There is one last trick that I am aware of that would likely further improve the runtime
complexity of the hard special leaf algorithm: the distribution of the hard special leaves is
highly skewed, most leaves are located at the beginning of the sieving algorithm and as we
sieve up the leaves become sparser and the distance between consecutive leaves increases. In
the [Runtime complexity](#Runtime-complexity) paragraph I have suggested using a fixed number
of counter levels for the entire computation. But this is not ideal, we can further improve
the balancing of sieve and count operations by adjusting the number of counter levels for each
segment. However, I don't know how to calculate the optimal number of counter levels for the
individual segments and I also don't know how much this would improve the runtime complexity.

## Appendix

* In the original Deléglise-Rivat paper [[2]](#References) its authors indicate that the use
  of a binary indexed tree deteriorates the sieving part of the hard special leaf algorithm by
  a factor of O(log z) to O(z * log z * log log z) operations. Tomás Oliveira e Silva in
  [[4]](#References) rightfully points out that this is incorrect and that it only
  deteriorates the sieving part of the algorithm by a factor of O(log z / log log z). This is
  because we don't need to need to perform O(log z) binary indexed tree updates for each
  elementary sieve operation, of which there are O(z log log z). But instead we only need to
  perform O(log z) binary indexed tree updates whenever an element is crossed off for the first
  time in the sieve array. When we sieve up to z, there are at most z elements that can be
  crossed off for the first time, therefore the runtime complexity of the sieving part of the
  hard special leaf algorithm with a binary indexed tree is O(z log z) operations.
  
  The new alternative algorithm also relies on the above subtlety to improve the runtime
  complexity. When using multiple counter levels, the related counter arrays should only be
  updated whenever an element is crossed off for the first time in the sieve array. However,
  when using a small constant number of counter levels (e.g. ≤ 3) it may be advantages to
  always update the counter array(s) when an element is crossed off in the sieve array. This
  reduces the branch mispredictions and can significantly improve performance. See the first
  code section in [Improved alternative counting method](#improved-alternative-counting-method)
  for how to implement this.
  
* When using a bit sieve array it is advantages to count the number of unsieved elements in the
  sieve array using the POPCNT instruction.
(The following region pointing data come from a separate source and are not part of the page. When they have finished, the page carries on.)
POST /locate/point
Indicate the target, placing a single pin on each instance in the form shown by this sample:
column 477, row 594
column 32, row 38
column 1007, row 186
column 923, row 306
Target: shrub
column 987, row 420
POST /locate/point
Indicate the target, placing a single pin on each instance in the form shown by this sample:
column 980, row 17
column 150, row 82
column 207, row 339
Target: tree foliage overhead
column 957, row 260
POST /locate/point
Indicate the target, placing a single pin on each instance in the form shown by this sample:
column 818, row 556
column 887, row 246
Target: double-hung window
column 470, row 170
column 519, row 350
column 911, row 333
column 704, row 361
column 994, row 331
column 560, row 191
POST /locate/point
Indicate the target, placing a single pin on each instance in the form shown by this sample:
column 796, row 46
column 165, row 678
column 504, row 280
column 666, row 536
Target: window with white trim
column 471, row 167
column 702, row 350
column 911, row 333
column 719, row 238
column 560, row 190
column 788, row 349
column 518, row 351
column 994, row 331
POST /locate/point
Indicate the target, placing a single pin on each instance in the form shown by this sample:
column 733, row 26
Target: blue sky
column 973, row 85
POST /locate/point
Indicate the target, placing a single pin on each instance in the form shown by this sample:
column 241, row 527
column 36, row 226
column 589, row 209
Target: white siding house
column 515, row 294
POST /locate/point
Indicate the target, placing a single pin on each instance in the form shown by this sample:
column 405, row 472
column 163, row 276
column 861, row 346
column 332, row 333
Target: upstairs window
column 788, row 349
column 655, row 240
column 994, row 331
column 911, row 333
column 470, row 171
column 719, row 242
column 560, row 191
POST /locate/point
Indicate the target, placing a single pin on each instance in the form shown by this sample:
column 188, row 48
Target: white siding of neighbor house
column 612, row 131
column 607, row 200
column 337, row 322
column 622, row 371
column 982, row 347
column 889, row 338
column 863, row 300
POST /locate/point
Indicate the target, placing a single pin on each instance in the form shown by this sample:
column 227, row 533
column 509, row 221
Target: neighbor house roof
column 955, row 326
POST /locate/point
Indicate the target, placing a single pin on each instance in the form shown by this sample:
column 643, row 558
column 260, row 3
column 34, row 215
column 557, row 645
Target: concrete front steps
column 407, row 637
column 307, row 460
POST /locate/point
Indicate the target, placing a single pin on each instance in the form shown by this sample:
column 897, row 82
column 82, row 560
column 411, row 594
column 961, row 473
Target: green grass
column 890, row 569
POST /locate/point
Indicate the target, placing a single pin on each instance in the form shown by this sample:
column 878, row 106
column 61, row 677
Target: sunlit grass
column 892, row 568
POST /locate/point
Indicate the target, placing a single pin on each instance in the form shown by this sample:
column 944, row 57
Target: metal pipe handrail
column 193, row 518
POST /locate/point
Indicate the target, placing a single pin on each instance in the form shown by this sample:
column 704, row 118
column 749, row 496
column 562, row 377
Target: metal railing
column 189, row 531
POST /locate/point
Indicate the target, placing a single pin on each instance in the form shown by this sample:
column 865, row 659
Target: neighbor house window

The use of the POPCNT instruction allows counting
  many unsieved elements (1-bits) using a single instruction. In primecount each POPCNT
  instruction counts the number of unsieved elements within the next 8 bytes of the sieve array
  and these 8 bytes correspond to an interval of size 8 * 30 = 240. When using multiple counter
  levels, it is important for performance that on average the same number of count operations is
  executed on each level. However, using the POPCNT instruction dramatically reduces the number
  of count operations on the last level and hence causes a significant imbalance. To fix this
  imbalance we can multiply the counter distance for each level by
  POPCNT_distance^(level/levels). In primecount the POPCNT distance is 240, if primecount used 3
  counter levels we would multiply the counter distance of the 1st level by 240^(1/3) and the
  counter distance of the 2nd level by 240^(2/3).

## References

1. J. C. Lagarias, V. S. Miller, and A. M. Odlyzko, Computing pi(x): The Meissel-Lehmer method, Mathematics of Computation, 44 (1985), pp. 537–560.
2. M. Deleglise and J. Rivat, "Computing pi(x): The Meissel, Lehmer, Lagarias, Miller, Odlyzko Method", Mathematics of Computation, Volume 65, Number 213, 1996, pp 235–245.
3. Xavier Gourdon, Computation of pi(x) : improvements to the Meissel, Lehmer, Lagarias, Miller, Odllyzko, Deléglise and Rivat method, February 15, 2001.
4. Tomás Oliveira e Silva, Computing pi(x): the combinatorial method, Revista do DETUA, vol. 4, no. 6, March 2006, pp. 759-768.